Меня, моих товарищей по артели и заводу прежде всего интересовал вопрос: "А что будет у нас в затоне?" На этот вопрос ответил Илья Тутаев, выступивший в одном из собраний. Теперь он уже не скрывал своей принадлежности к большевистской партии.

- Завод будет нашим, и власть установим народную Советскую власть, сказал он. - Но без оружия, без борьбы нам не обойтись.

Вскоре заводскую администрацию действительно сменили. Директором стал Большаков, комиссаром - Смирнов. Их опорой во всем являлись коммунисты, члены профсоюза, передовые рабочие. Была создана военизированная охрана предприятия, установлено патрулирование для обеспечения порядка. Нести патрульную службу приходилось и мне. Всякий раз я старался попасть в смену вместе с Тутаевым, чтобы расспросить его о том, что меня интересовало. Илья Иванович охотно беседовал со мной о событиях в тылу и на фронте, о заводских делах. Теперь он чаще просил меня читать артельщикам газеты, разъяснять им смысл происходящих событий. Общение с коммунистами постепенно расширяло мой кругозор, выводило из артельной замкнутости.

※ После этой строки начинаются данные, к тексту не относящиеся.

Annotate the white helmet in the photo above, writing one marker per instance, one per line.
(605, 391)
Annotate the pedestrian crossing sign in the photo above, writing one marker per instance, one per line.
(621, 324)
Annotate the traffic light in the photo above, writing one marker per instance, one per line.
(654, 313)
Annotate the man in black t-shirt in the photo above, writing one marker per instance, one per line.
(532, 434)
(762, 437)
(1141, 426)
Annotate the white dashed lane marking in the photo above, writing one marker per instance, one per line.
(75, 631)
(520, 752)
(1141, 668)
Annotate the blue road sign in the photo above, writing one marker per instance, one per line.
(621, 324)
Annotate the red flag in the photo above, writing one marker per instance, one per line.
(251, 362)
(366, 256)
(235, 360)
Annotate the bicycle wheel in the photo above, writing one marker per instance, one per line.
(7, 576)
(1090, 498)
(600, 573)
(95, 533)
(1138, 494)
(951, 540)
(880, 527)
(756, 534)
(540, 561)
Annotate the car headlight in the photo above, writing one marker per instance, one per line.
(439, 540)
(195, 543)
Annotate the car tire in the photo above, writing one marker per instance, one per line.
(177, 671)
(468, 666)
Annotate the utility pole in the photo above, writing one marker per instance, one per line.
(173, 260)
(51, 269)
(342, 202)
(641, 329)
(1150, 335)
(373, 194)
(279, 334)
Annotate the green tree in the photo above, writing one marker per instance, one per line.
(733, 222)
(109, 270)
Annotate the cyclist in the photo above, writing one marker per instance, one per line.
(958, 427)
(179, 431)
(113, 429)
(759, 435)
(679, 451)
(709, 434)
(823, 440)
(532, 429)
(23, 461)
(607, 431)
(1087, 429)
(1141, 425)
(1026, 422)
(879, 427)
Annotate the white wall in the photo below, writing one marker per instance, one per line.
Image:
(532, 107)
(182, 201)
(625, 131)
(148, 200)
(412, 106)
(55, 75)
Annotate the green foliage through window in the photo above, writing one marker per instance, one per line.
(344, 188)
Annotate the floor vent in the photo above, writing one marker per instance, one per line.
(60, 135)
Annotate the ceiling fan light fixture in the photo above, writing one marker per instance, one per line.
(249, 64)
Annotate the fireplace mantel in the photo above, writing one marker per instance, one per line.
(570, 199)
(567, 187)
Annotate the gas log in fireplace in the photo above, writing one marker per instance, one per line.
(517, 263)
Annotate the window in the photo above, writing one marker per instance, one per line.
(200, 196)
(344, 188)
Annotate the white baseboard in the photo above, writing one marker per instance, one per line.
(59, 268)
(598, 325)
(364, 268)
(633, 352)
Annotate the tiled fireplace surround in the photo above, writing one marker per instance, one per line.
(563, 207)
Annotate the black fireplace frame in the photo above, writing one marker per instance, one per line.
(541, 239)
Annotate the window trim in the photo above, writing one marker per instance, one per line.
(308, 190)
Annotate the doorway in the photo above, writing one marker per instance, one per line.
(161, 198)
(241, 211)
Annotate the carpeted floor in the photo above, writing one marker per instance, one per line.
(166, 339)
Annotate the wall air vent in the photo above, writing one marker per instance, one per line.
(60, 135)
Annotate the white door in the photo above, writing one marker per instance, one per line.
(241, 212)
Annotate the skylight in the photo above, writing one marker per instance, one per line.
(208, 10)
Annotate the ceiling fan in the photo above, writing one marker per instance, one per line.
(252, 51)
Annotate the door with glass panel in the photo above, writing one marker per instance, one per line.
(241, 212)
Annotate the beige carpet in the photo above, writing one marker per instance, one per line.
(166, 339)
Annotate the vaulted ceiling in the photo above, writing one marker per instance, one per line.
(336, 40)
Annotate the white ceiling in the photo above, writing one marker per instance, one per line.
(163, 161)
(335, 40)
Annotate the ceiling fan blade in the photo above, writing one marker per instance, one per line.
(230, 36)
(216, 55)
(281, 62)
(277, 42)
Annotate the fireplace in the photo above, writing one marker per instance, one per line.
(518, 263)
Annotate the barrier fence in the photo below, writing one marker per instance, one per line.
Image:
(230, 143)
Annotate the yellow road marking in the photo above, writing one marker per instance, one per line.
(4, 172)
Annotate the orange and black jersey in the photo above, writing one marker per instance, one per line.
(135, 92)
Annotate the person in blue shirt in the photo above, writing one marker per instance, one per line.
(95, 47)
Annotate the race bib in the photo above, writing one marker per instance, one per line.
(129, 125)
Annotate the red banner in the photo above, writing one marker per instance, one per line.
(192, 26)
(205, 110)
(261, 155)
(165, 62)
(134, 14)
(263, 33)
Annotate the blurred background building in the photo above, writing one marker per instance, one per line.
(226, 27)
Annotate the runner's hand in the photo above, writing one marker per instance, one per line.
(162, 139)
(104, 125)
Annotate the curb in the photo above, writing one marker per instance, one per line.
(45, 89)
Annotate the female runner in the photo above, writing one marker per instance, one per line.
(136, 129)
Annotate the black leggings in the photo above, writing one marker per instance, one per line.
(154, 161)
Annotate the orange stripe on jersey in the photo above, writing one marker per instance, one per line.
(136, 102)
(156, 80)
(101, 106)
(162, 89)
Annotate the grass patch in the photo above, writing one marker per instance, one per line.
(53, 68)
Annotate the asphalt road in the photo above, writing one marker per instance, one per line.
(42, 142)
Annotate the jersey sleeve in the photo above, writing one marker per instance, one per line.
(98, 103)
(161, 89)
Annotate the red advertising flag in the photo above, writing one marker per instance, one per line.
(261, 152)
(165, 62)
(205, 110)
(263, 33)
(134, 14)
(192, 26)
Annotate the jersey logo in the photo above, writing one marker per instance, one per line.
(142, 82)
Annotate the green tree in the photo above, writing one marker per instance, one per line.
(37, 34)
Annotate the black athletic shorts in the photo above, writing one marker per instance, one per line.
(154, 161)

Наряду с ремонтом пароходов и буксиров мы переоборудовали баржи для военных целей. В свободное время молодежь изучала стрелковое дело, которое могло пригодиться в любой момент, ибо в нашей округе, как и по всей стране, враги революции организовывали мятежи, антисоветские вооруженные выступления.

Не бездействовали враждебные силы и в Звенигово. Однажды ночью они подожгли склад лесоматериалов. Огонь угрожал заводу. Пронзительный сигнал сирены позвал рабочих, в том числе и сезонников, на борьбу с пожаром. Комиссар Смирнов, который жил в одном доме с нашей артелью, крикнул:

- Плотники, надо спасать завод!

Топоры, лопаты, ломы, ведра - все пошло в ход. Огонь был настолько сильным, что нам не удалось спасти склад. Частично пострадали и некоторые заводские постройки. Однако цехи, производственное оборудование и другое ценное имущество мы отстояли.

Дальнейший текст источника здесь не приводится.